Currently it's using the Pear::DB interface, but we found that that was 
introducing a bit too much overhead.  I'm rewriting the interface to use 
mysqli.  Most of what the interface does is to simplify getting results in 
the form of arrays (ordered and associative).  Most of the code using the 
interface used sql queries with placeholders and parameters.  For that 
reason I'd like to use prepared statements in mysqli, but I'm running into 
a few problems. 
 
The mysql_result object has a fetch_array method that I'd like to use, but 
as far as I can tell it doesn't appear that prepared statements (the 
mysqli_stmt class) even uses the mysql_result class.  It appears that, 
with prepared statements, you must bind variables to the mysqli_stmt 
object with bind_result, which causes the statement to set those variables 
when you use it's fetch() method.  The mysqli_result object can only be 
obtained (as far as I can see) using the mysqli_query method with an 
unprepared query.  (Please let me know if I'm mistaken on this.) 
 
That's were I ran into a more significant problem.  When variables are 
bound to the statements results, mysqli attempts to convert them to the 
appropriate php data types, and I can't find any way to prevent it from 
doing so.

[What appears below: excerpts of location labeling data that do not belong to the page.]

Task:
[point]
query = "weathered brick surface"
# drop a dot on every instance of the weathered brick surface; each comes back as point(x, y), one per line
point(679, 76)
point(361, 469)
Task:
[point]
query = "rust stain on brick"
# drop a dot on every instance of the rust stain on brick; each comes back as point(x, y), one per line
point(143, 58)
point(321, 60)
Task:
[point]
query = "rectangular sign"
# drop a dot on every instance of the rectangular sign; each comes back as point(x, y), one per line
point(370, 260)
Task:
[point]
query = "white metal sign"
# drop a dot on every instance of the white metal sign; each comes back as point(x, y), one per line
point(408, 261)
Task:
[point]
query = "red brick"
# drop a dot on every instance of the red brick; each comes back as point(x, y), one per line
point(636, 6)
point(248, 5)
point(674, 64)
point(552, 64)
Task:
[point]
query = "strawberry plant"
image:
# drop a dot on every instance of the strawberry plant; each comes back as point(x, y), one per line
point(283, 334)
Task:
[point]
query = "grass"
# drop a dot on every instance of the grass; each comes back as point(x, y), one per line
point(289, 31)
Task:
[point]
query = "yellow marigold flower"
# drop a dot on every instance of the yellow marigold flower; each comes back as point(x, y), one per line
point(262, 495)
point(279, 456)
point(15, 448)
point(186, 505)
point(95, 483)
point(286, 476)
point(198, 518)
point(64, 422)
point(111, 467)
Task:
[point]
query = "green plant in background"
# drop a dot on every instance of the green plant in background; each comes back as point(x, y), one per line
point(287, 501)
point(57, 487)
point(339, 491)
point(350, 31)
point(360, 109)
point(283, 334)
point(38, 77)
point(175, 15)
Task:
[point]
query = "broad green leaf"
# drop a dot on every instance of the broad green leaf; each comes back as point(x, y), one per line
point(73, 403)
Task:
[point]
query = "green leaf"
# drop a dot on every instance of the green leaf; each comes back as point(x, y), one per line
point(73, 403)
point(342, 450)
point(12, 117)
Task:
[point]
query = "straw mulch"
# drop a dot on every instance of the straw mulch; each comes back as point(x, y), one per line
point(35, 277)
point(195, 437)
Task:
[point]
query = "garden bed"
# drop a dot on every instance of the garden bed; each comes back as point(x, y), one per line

This makes it impossible to select large integers (larger than 
the php integer size) into string variables.  mysqli always tries to 
convert them to integers and this of course wraps.  The existing code 
using my interface simply has to have the ability to do this...changing 
the underlying SQL to cast columns or the like isn't an option. 
 
Interestingly, the mysqli_result fetch_array method appears to select 
everything as strings, much like the old mysql interface.  I would prefer 
that, as I have code in my interface to do data conversions if and when I 
need to.  But again, I see no way of using this with prepared statements. 
 
Unless I'm mistaken on this I may have to scrap using prepared statements 
altogether and emulate prepared statements by parsing and replacing the 
queries placeholders myself (much like pear does) which I'd rather avoid. 
 
Thanks in advance for any suggestions!